Ethan has always done most of the coaching, and maybe that was why the Bluebirds have headed toward a losing streak ever since his incarceration. He was a man who had infinite patience, even with players who seemed constitutionally unfit to catch a ball. He'd go over basics, again and again, without ever losing his temper like some of the coaches you saw, browbeating eleven-year-olds every time a ball was fumbled. Now they are on their own, and under Barney's guidance, the Bluebirds are failing. A mantle of gloom hangs over the field, and some of the players haven't attempted to catch the ball, even when a hit is headed straight toward them.
Barney's youngest daughter, Sophie, comes running over as the sixth inning approaches. Sophie is an upbeat kid and Barney's greatest joy, but today she seems wary and out of sorts. All the kids are in a bad humor, as a matter of fact, so at the end of the game. when they have lost and shaken the hands of their opponents, as Barney insists they do no matter how bitter their defeat, he gathers the players together in the bleachers.
“Most of you already noticed that Mr. Ford isn't here today.” Barney says. It's getting near supper time, but the sky is still China blue and the temperature is as hot as it was at noon. Usually when Barney calls the team together he has to hush them a couple of times, maybe even threaten to call off next week's game until he has peace and quiet, but now they face him expectantly They look so young and confused, Barney can hardly bring himself to go on. Most have already heard bits and pieces of rumors they can make little sense of, and Barney, more than anyone, knows the gossip will only get worse. “At the moment, Mr. Ford is having some legal difficulties that make it impossible for him to coach.”
Joey Shaw raises his hand, and the sight of his earnest expression makes Barney want to turn around and jog down to the Safehouse, where, for once in his life, he might manage to get good and drunk. Instead, he nods to the boy. “Yes, Joe?”
“Will he still be our coach when he gets out of jail?”
Barney is walking the thin line between preparing these kids for the truth and protecting them, if even for one more day. Ethan Ford no longer has any chance to have bail set, let alone return to coaching Little League.
“We'll have to wait and see. In the meantime, we'll just play our best.”
This answer satisfies no one, especially as the Bluebirds' best is nothing short of disastrous, but Barney dismisses his kids, telling them they played hard and honest, which is the most anyone can ask for.

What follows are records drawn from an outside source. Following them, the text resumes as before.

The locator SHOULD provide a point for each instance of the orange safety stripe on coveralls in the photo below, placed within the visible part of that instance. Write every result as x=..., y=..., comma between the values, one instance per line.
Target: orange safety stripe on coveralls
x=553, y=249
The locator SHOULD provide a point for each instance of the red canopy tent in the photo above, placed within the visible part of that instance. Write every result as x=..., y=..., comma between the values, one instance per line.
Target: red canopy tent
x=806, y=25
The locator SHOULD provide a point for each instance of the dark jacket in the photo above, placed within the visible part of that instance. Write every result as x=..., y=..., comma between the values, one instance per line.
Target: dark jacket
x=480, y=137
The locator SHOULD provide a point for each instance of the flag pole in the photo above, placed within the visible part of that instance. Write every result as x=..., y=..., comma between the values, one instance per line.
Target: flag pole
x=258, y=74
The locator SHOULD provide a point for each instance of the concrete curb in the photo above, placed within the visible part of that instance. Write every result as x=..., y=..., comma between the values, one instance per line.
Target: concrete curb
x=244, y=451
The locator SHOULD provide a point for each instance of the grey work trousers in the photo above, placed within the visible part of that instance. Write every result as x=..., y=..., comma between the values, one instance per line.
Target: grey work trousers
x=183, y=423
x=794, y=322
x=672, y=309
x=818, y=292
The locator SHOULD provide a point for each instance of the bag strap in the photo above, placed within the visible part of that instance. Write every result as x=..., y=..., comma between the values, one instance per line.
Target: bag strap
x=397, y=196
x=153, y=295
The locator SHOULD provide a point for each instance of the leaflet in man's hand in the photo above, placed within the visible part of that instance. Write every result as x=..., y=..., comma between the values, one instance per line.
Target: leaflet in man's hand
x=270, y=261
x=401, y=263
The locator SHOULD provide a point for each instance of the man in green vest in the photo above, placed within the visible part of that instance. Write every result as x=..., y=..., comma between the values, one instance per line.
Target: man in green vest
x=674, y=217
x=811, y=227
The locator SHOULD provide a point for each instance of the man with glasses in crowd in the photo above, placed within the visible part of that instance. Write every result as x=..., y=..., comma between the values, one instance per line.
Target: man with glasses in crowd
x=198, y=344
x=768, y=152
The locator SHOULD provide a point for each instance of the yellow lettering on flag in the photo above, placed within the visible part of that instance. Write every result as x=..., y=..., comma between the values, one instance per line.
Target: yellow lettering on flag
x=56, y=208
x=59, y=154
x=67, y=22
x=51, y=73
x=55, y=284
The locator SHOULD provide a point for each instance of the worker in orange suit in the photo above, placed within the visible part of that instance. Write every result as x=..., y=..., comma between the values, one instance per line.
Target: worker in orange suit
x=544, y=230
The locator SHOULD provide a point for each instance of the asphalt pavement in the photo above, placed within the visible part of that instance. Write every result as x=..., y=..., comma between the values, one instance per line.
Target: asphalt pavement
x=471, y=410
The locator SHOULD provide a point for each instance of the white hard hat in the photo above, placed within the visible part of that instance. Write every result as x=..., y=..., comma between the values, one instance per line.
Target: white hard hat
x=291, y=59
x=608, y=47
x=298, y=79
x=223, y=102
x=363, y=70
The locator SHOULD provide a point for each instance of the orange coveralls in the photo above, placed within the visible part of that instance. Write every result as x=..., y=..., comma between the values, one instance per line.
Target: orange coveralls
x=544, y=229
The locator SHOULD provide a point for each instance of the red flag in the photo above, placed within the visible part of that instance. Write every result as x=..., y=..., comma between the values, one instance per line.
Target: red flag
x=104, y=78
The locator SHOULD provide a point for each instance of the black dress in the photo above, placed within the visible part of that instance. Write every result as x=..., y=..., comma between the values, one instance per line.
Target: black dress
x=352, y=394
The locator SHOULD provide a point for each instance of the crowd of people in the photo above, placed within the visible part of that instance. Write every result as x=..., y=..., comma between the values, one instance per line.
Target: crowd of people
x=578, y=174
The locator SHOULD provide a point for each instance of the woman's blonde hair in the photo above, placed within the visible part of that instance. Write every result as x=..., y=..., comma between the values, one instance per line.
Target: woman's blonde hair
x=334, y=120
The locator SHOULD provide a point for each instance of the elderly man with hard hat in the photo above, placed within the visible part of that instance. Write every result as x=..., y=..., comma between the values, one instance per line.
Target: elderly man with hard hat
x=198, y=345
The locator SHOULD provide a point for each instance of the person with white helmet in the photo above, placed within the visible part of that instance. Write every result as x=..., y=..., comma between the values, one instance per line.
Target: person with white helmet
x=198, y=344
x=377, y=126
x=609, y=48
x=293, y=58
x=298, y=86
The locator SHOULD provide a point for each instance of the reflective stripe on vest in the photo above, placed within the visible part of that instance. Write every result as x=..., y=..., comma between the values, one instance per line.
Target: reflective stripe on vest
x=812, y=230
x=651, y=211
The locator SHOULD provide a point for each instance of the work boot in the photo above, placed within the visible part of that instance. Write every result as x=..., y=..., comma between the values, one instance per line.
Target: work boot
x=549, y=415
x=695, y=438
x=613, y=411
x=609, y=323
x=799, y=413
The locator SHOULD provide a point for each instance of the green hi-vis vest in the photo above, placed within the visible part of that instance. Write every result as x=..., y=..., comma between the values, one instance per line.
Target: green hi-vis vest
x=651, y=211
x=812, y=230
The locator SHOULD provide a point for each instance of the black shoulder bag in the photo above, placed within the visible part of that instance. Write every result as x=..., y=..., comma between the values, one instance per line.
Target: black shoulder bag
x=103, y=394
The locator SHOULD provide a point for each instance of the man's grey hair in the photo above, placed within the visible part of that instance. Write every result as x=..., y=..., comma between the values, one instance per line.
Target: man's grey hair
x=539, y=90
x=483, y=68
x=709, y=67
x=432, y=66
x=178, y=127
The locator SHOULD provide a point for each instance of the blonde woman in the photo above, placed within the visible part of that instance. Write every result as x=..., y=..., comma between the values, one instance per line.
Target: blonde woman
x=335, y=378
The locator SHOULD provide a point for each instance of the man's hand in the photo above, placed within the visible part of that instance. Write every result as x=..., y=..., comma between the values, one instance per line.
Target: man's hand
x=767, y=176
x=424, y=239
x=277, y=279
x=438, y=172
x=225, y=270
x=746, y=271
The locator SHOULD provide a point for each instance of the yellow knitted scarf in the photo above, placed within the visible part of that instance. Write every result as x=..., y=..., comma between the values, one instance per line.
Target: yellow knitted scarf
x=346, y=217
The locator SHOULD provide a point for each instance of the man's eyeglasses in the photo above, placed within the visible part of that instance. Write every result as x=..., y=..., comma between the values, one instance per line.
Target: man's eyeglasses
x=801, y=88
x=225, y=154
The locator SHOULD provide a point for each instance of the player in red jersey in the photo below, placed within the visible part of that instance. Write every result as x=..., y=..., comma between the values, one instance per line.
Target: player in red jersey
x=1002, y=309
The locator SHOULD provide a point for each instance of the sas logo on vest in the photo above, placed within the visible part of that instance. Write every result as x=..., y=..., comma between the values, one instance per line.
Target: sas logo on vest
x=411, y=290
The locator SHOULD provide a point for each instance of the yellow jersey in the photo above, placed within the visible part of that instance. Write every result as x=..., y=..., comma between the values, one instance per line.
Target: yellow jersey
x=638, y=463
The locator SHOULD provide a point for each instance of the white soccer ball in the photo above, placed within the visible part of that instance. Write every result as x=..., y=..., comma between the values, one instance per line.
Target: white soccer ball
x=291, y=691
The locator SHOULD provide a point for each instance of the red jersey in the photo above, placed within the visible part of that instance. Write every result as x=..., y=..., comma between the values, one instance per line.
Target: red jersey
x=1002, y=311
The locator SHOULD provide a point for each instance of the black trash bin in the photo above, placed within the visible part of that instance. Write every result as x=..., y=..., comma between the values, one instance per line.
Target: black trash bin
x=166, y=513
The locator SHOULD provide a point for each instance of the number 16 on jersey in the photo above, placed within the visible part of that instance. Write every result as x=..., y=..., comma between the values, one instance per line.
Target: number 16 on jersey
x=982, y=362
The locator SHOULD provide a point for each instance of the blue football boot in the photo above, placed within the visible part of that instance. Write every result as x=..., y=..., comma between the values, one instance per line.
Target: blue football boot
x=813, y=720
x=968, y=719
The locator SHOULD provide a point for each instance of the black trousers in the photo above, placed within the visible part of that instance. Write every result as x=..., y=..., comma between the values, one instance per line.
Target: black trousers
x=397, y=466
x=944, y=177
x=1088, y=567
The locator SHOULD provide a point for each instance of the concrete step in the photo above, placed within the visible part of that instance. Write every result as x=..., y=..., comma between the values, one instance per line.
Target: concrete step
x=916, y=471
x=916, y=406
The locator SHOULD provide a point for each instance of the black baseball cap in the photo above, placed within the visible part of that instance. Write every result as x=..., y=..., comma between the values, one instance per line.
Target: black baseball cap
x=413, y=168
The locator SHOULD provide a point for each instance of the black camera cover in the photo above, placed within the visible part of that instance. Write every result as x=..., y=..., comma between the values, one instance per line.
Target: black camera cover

“Everyone knows he's in jail for murder, Dad,” Sophie says as they load the equipment into the trunk of the car. “Most people think he's innocent, but some people are waiting to hear all the facts before they make up their minds. They want to see how he pleads and what his alibi is.”
“How does everybody know this?” Barney studies his daughter. Before long, she'll be going out on dates, and he'll have to worry about whom she's with on Saturday nights, the way he does with Kelly and Josie. His older girls have grown distant, more interested in their friends than in him, and he dreads the same thing happening with Sophie once she hits adolescence with full force.
“Everyone knows everything, Dad.” Sophie sighs. She looks like her mother, especially when she's exasperated, but she has an empathy and a warmth her mother lacks, at least in relation to Barney. Sophie is one of those girls who has always seemed older than her age. Her brown hair is plaited into a single braid that falls past her waist and she has a lovely, serious face. “It's like when Kat Williams's father killed himself. You and Mom thought it was a big secret, but everyone knew. Even the little kids who were supposedly being shielded from the horrible news. They all knew.”